Panels Recommendations:Combination antepartum antiretroviral drug regimens are more effective than single-drug regimens in reducing perinatal transmission. Longer duration of antepartum antiretroviral prophylaxis (e.g., starting at 28 weeks gestation) is more effective than shorter duration (e.g., starting at 36 weeks gestation); therefore, for women who do not require immediate initiation of therapy for their own health, prophylaxis should be started by 28 weeks gestation (see Recommendations for Use of Antiretroviral Drugs during Pregnancy). If women do not receive antepartum antiretroviral drugs, intrapartum combined with infant antiretroviral prophylaxis should be given to reduce the risk of perinatal transmission (see Intrapartum Care), although this is not as effective as when antepartum therapy is also given.If women do not receive antepartum or intrapartum antiretroviral drugs, postnatal infant antiretroviral prophylaxis is recommended with a minimum of 6 weeks of ZDV (see Postpartum Care).In the United States, the addition of single-dose intrapartum/newborn NVP to the standard antepartum combination antiretroviral regimens used for prophylaxis or treatment in pregnant women is not recommended because it does not appear to provide additional efficacy in reducing transmission and may be associated with the development of NVP resistance.
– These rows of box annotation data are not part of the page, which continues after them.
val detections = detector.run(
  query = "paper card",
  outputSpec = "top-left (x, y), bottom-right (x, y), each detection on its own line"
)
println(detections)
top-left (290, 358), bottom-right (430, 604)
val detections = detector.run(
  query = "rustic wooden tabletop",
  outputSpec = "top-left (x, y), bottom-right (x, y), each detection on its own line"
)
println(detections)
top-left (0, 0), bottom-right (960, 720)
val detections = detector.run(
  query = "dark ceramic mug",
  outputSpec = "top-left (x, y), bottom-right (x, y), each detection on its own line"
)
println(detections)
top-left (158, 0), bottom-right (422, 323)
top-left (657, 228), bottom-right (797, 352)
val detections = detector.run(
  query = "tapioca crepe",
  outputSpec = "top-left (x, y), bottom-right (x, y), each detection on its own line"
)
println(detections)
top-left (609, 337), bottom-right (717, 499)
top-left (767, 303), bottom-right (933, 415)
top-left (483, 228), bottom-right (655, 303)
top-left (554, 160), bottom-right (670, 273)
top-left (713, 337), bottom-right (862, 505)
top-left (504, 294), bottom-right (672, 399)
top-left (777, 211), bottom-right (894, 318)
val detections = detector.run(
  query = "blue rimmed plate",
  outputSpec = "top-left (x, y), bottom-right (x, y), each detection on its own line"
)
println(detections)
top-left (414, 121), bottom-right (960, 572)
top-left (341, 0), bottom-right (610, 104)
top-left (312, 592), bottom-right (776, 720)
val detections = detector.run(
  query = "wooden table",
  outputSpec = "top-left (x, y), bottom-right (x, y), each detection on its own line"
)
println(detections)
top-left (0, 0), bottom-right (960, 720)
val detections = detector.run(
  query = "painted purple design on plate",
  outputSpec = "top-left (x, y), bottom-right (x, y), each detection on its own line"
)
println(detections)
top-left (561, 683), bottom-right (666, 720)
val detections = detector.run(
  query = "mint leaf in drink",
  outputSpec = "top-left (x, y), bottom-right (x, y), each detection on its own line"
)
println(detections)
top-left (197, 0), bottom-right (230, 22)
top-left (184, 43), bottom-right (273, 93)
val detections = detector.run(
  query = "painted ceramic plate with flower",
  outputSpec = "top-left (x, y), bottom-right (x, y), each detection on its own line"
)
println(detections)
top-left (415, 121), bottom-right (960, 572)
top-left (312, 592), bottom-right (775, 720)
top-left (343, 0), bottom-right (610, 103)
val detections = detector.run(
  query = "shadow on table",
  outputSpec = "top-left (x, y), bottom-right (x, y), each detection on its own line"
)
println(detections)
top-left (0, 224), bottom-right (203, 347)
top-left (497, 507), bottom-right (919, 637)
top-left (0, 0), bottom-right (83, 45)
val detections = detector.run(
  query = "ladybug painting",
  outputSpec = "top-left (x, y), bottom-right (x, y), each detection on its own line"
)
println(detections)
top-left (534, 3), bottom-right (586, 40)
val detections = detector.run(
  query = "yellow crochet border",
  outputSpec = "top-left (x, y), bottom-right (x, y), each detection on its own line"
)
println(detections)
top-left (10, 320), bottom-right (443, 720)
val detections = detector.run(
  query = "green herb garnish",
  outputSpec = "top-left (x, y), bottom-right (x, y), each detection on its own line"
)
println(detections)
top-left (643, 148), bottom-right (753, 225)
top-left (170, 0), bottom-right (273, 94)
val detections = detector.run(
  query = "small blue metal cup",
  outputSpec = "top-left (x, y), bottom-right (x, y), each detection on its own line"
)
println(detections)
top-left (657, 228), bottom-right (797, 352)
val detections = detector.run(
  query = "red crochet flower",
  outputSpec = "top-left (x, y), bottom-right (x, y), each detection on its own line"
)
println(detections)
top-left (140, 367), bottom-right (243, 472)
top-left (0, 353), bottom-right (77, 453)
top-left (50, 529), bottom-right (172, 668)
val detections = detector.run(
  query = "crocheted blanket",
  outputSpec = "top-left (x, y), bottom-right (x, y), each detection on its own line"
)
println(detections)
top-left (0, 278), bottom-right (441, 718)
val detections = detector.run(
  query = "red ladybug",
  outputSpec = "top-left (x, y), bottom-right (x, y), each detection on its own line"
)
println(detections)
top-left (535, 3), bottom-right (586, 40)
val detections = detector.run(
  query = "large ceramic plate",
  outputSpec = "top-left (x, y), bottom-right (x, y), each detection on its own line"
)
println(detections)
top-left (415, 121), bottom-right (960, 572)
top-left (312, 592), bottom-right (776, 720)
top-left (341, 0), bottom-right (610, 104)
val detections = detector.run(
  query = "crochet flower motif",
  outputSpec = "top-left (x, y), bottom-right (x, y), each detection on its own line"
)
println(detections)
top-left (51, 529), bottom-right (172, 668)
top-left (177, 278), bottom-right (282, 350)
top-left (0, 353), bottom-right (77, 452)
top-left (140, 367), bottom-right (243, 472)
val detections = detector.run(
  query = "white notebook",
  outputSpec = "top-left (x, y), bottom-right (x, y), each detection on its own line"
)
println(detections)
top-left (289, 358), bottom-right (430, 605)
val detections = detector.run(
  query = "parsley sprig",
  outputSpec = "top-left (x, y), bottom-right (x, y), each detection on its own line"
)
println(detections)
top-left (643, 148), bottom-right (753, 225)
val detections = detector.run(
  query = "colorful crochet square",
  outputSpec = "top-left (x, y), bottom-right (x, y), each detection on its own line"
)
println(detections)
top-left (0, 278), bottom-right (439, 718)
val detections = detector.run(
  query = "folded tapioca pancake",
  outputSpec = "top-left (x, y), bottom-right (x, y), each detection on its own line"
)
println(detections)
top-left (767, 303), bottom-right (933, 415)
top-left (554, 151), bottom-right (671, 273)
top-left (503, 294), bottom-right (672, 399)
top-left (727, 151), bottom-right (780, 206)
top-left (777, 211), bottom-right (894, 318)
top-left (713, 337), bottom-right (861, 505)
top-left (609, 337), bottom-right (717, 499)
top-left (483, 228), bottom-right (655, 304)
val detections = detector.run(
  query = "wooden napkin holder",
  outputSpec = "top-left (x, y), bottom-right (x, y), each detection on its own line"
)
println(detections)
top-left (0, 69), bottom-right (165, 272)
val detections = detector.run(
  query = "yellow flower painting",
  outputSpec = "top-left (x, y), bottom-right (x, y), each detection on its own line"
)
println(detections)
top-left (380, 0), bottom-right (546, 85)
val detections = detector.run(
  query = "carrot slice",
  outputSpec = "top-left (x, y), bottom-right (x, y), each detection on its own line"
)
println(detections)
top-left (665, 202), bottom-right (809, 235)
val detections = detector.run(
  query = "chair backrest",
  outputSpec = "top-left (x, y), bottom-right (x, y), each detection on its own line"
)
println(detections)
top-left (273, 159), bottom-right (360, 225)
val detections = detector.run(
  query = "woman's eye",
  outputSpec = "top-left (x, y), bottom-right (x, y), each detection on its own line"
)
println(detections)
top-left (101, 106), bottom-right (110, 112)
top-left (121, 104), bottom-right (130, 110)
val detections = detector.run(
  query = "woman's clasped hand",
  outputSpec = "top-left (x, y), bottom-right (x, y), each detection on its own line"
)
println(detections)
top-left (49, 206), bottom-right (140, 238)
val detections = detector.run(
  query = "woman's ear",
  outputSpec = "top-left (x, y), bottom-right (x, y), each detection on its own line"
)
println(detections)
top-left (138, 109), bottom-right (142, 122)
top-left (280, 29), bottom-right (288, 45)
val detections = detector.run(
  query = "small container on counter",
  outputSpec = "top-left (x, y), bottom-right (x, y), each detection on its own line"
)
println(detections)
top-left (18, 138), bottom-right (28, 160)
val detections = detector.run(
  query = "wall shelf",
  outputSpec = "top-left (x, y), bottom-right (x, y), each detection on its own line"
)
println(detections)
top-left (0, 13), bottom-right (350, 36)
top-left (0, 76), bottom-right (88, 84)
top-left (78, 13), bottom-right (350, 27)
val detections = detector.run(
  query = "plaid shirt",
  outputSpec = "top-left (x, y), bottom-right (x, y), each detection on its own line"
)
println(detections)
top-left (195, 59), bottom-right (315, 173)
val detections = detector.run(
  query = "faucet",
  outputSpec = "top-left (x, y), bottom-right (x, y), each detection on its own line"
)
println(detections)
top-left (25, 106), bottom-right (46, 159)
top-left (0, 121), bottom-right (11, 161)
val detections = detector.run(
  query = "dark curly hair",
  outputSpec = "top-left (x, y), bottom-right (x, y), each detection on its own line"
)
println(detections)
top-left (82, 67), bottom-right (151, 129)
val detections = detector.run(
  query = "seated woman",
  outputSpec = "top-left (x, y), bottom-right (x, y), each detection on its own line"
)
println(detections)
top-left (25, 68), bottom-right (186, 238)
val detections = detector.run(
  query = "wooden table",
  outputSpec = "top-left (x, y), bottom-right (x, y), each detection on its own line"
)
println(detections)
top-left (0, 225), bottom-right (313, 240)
July 8, 2008 5 Recommendations for Use of Antiretroviral Drugs in Pregnant HIV-Infected Women for Maternal Health and Interventions to Reduce Perinatal HIV Transmission in the United States
Short-term efficacy has been demonstrated for a number of short-course antiretroviral regimens, including those with ZDV alone; ZDV plus 3TC; single-dose NVP; and more recently, combining single-dose NVP with either short-course ZDV or ZDV/3TC [14, 15, 17-24]. In general, combination regimens are more effective than single-drug regimens in reducing perinatal transmission, and when it's feasible and affordable, a longer 3-part regimen given antenatally, intrapartum, and postpartum is superior in preventing perinatal transmission than a shorter 2-part antepartum/intrapartum or intrapartum/postpartum regimen [15, 25, 26]
(split between pages 4 & 5 on the article, ending on page 10 of the Adobe page counter)
Copying text from pdf to html is problematic.
Adverse effects from zidovudine, AZT, are well known. That's probably why the daily dose is down to 600 mg.
==Those graphs have nothing to do with the decrease of new HIV/AIDS cases where the only risk factor was a transfusion of blood or blood product. They just show new increases in the total of all HIV/AIDS cases.
Let me repeat the question you asked me: “How do you explain the drop in new HIV/AIDS cases after blood was screened for HIV before transfusion of blood and blood products?”
The graph clearly shows that AIDS cases continued their steep rise long after blood began being screened for HIV.